OpenAGI: When LLM Meets Domain Experts
OpenAGI is an open-source AGI research platform that uses Large Language Models (LLMs) to select, synthesize, and execute various domain-specific expert models to solve complex tasks. It also proposes a Reinforcement Learning from Task Feedback (RLTF) mechanism to provide feedback to improve LLM's task-solving ability, enabling a feedback loop for self-improving AI.
Businesses can use OpenAGI to develop and implement AI models that can solve complex tasks by harnessing multiple domain-specific models. RLTF can be used to improve the performance of AI models over time.
Slide-Transformer: Hierarchical Vision Transformer with Local Self-Attention
Slide-Transformer is a local attention module that allows for local feature learning and dynamic feature selection using common convolution operations. It is an efficient and flexible way to implement the local attention paradigm, and is compatible with various hardware devices.
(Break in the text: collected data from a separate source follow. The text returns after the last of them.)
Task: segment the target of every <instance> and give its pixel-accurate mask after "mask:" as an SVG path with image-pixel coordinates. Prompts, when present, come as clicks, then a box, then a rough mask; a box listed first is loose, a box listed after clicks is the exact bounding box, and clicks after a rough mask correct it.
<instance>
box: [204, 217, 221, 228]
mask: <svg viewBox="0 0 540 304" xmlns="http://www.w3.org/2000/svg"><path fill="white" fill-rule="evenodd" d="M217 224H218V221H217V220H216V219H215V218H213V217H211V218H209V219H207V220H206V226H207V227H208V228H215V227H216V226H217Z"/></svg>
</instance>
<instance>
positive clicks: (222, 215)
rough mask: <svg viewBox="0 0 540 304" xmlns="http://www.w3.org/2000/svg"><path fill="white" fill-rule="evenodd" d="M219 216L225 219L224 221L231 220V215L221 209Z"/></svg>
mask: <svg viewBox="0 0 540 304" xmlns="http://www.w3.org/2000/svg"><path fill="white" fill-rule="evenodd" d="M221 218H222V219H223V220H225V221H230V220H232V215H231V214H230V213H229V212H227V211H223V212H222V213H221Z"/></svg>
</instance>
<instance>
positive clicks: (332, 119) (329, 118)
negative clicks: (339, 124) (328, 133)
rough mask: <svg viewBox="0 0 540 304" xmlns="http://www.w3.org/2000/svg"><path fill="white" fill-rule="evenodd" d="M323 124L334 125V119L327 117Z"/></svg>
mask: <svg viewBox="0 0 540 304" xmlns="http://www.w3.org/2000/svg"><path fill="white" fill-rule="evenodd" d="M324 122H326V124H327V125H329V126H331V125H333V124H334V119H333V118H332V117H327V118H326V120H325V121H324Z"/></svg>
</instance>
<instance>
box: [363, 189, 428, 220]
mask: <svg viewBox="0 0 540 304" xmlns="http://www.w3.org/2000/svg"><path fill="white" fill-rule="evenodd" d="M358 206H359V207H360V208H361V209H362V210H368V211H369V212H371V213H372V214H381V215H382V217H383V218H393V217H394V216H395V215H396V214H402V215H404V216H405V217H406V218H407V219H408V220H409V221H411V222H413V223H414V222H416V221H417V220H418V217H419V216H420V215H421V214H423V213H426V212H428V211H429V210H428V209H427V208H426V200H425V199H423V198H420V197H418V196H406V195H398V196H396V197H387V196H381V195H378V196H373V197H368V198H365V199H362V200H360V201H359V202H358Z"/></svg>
It achieves consistently improved performance on comprehensive benchmarks for advanced Vision Transformer models.
Businesses can use Slide-Transformer to implement advanced Vision Transformer models that allow for efficient and flexible local feature learning and dynamic feature selection.
Inference with Reference: Lossless Acceleration of Large Language Models
LLMA is an LLM accelerator that losslessly speeds up Large Language Model (LLM) inference with references. It achieves over 2x speed-up for LLMs with identical generation results as greedy decoding in practical generation scenarios where significant overlap between in-context reference and outputs exists (e.g., search engines and multi-turn conversations).
Businesses can use LLMA to speed up inference of Large Language Models when there is significant overlap between the reference and the outputs, such as in search engines and multi-turn conversations.
Prompt Pre-Training with Twenty-Thousand Classes for Open-Vocabulary Visual Recognition
This work proposes POMP, a prompt pre-training method for vision-language models. Once pre-trained, the prompt can be directly plugged into a variety of visual recognition tasks to boost recognition performances in a zero-shot manner.
POMP improves recognition performances on 21 downstream datasets for image classification, semantic segmentation, and object detection.
WebBrain: Learning to Generate Factually Correct Articles for Queries by Grounding on Large Web Corpus
This paper introduces a new NLP task called WebBrain, which generates short factual articles from queries by mining supporting evidence from the web. The authors construct a large-scale dataset WebBrain-Raw by extracting English wiki articles and their references.
ReGen, a new framework for generation, outperforms all baselines in both automatic and human evaluations in enhancing factualness.